The inability of BNP to predict mortality stands in stark contrast to a previous study (Daiana Stolz, MD; unpublished data; January 2008), which established copeptin, a stable peptide derived from the precursor of vasopressin, as a strong predictor of death in AECOPD. This novel marker has recently been shown to reflect cardiovascular homeostasis with similar accuracy as BNP.
Copeptin is the C-terminal part of the vasopressin prohormone. It can readily be measured in clinical routine and adequately mirrors vasopressin levels. Vasopressin, also termed antidiuretic hormone, is as nonapeptide produced by the hypothalamus. Hypotensive, hypoxic, hyperosmolar, or acidotic stimuli, together with infectious conditions are known to increase circulating vasopressin concentrations (vasopressin ordered via My Canadian Pharmacy). Recently, vasopressin has become acknowledged as a prognostic biomarker and vasopressor agent in septic shock. It seems reasonable to speculate that the diverse secretion sites as well as the less heart-specific release mechanisms of copeptin compared to BNP may at least partly explain the different predictive potential of these biomarkers in AECOPD.
It is noteworthy that BNP levels nevertheless predicted the need for ICU treatment in patients with AECOPD. This seeming contradiction to the results obtained for the prediction of death is probably caused by a subset of patients with pronounced cardiac stress underlying their pulmonary disease. Due to their extensive comorbidities and their need for intensive monitoring and treatment, which commonly includes noninvasive ventilation, these patients are more likely to be supervised in the ICU. This assumption is further strengthened by work from our group showing that heart failure frequently co-triggers episodes of acute dyspnea in patients with COPD. Elevated BNP levels can reliably detect the presence of acute cardiac stress in patients with pulmonary diseases.
We believe that the large population of consecutive patients and the long observational period lasting until 2 years after the index hospitalization are advantages of our study. Additionally, the inclusion of the need for ICU treatment into our analysis further strengthens our observations.
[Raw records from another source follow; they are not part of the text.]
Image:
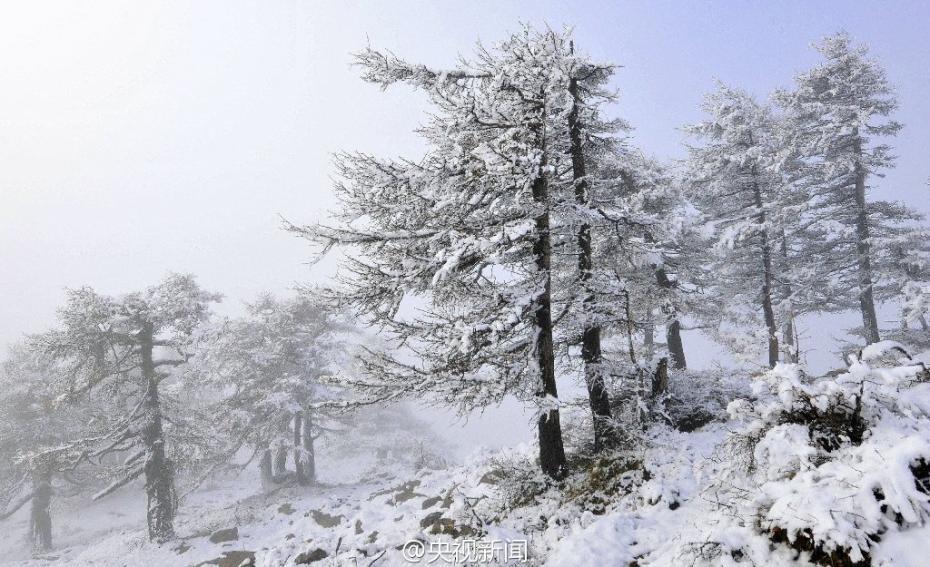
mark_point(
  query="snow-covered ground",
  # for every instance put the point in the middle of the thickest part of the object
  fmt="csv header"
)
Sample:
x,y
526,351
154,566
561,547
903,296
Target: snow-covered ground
x,y
666,504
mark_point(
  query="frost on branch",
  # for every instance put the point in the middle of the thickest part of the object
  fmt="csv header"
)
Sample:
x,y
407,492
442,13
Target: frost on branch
x,y
828,465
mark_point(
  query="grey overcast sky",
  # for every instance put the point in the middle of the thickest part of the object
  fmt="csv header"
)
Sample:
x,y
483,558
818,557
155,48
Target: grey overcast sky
x,y
142,137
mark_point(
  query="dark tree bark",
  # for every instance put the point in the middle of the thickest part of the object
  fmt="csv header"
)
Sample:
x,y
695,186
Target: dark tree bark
x,y
265,470
864,252
159,473
676,348
598,398
40,517
299,458
280,455
791,349
309,451
551,450
765,247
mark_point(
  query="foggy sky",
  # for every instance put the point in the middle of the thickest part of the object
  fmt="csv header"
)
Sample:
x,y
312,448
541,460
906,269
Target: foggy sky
x,y
138,138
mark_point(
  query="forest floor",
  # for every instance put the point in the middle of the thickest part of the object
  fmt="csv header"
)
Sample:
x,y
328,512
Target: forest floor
x,y
365,511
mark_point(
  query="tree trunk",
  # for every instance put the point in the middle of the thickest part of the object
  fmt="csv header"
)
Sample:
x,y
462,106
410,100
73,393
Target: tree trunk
x,y
280,456
551,451
309,451
265,470
676,348
791,349
298,450
598,398
159,474
864,253
768,311
40,517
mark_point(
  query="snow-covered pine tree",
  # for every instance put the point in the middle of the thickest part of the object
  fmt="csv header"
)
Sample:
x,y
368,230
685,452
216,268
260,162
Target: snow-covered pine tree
x,y
657,225
590,138
463,237
124,348
732,183
837,114
36,435
265,370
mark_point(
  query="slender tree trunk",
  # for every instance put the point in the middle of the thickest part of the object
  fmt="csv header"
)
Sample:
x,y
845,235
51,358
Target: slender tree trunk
x,y
864,253
40,517
280,456
768,311
298,450
598,398
551,451
649,338
159,473
266,471
791,350
309,451
676,348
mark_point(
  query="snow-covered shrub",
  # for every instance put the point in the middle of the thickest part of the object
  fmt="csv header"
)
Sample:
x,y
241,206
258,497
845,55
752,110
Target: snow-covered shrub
x,y
695,399
828,465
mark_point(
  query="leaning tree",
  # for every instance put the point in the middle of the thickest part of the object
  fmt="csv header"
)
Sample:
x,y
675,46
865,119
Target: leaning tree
x,y
452,254
120,351
268,374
Several limitations to our study need to be mentioned. First of all, we conducted a single-center study. However, due to the well-defined findings of our study, it seems unlikely that contradicting results would be found by investigating a larger and more diverse population. Also, in most patients, echocardiography was performed in the stable disease state. We can therefore not report on pulmonary arterial pressure during AECOPD, which would be needed to further clarify the pathophysiology of elevated BNP levels. Finally, since we conducted an observational study, we can only hypothesize that the availability of BNP levels to the treating physician will help to accelerate the identification of patients requiring ICU admission. This could contribute to an improved outcome in patients with AECOPD.
In patients with AECOPD, BNP levels independently predict the need of intensive care, but BNP levels failed to adequately forecast short-term and long-term mortality rates in AECOPD patients. This shortcoming is probably caused by the dominance of noncardiac deaths in patients with COPD.